Das Problem für Nebukadnezar: Er will beides, König bleiben und Kurrubi zur Frau nehmen. Er fühlt sich durch die göttlichen Bestimmungen um die schöne Frau betrogen und beschließt, Gottes Autorität infrage zu stellen und einen Turm zu bauen, der bis in den Himmel reicht. Sein Reich regiert er längst despotisch und macht den Henker zum viel beschäftigten Mann. Am Ende des Stücks gibt es wenigstens für Akki und Kurrubi ein Happy End. Sie fliehen vor den Folterknechten des Despoten, um anderswo ihr gemeinsames Glück zu finden. Kurrubi, die die Gnade Gottes symbolisiert, verlässt die Stadt Babylon wieder. Friedrich Dürrenmatt hat die Botschaft des Stücks so zusammengefasst: „Es geht um eine Welt, die am Ende tragisch verunglückt, ins Gigantische rennt, versteinert, durchaus aus eigener Schuld … Sie verspielte ihre Gnade, die ein Engel brachte.“[4]

 

 

© Steinmann Verlag, Rosengarten

Autor: Frank Kürschner-Pelkmann

 



[1] Zitiert nach. Babylon Wahrheit, a. a. O., S. 139 .

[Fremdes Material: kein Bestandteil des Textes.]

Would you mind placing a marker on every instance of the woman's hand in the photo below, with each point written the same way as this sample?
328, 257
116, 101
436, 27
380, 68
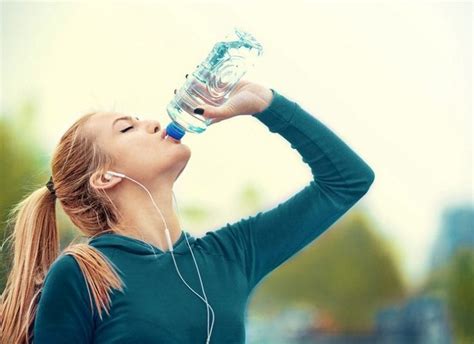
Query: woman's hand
246, 98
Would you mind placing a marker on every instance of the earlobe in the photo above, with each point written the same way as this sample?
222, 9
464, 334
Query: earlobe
100, 180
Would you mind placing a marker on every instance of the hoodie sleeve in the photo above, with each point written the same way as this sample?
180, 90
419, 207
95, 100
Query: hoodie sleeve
262, 242
64, 313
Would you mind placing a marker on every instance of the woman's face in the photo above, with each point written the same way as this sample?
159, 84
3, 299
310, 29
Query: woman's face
139, 147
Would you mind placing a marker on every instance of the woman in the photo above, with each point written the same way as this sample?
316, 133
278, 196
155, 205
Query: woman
126, 270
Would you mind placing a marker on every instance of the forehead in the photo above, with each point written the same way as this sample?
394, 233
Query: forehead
100, 123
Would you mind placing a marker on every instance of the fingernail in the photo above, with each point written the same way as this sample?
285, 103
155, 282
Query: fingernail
199, 111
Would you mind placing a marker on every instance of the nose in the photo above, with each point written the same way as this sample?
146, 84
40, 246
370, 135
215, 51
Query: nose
153, 127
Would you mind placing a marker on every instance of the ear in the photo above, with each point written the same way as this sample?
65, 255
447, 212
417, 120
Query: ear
98, 181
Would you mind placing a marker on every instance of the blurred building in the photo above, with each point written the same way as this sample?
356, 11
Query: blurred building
456, 231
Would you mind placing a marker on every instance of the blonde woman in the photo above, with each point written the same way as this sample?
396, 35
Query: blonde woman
122, 286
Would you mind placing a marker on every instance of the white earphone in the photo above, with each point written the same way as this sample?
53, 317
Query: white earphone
108, 175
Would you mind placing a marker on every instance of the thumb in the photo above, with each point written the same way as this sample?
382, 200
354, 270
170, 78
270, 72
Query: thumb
214, 112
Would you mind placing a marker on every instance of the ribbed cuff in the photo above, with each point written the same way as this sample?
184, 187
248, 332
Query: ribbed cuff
277, 115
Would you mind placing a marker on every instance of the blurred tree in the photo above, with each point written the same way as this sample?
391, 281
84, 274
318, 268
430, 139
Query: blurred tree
349, 273
20, 174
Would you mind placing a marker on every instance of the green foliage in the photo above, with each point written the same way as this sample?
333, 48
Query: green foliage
21, 170
348, 272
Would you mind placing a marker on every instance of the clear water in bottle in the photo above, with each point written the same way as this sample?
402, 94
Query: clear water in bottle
211, 82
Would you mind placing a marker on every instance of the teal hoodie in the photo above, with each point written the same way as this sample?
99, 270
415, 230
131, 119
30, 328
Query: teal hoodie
156, 306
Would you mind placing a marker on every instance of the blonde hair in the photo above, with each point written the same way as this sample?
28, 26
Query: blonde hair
35, 234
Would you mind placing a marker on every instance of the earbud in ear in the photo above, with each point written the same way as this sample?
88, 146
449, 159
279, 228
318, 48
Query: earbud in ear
108, 175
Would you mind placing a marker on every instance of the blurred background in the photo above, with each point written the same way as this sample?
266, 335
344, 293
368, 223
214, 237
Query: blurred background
392, 79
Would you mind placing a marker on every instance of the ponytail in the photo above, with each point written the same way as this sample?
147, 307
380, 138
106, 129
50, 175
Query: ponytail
36, 246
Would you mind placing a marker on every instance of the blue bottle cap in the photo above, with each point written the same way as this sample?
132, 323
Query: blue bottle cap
175, 131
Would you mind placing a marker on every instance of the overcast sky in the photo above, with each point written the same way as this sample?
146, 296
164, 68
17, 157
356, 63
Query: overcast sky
391, 79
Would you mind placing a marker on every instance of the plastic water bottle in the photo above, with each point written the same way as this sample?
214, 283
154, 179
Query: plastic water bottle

[2] Zu den babylonischen Lehmbauten vergleiche: Joachim Marzahn: Babylon – Metropole aus Lehm, in: Babylon Wahrheit, a. a. O., S. 139ff.

[3] Zitiert nach: Thomas Staubli: Abschied vom Turmmythos, Suchwege der Exegese, Bibel heute, Heft 142 (2000), S. 44.

[4] Zitiert nach: Urs Luger: Das Motiv der Versuchung in den früheren Stücken Friedrich       Dürrenmatts, Diplomarbeit, Universität Wien, Wien 2008, S. 51.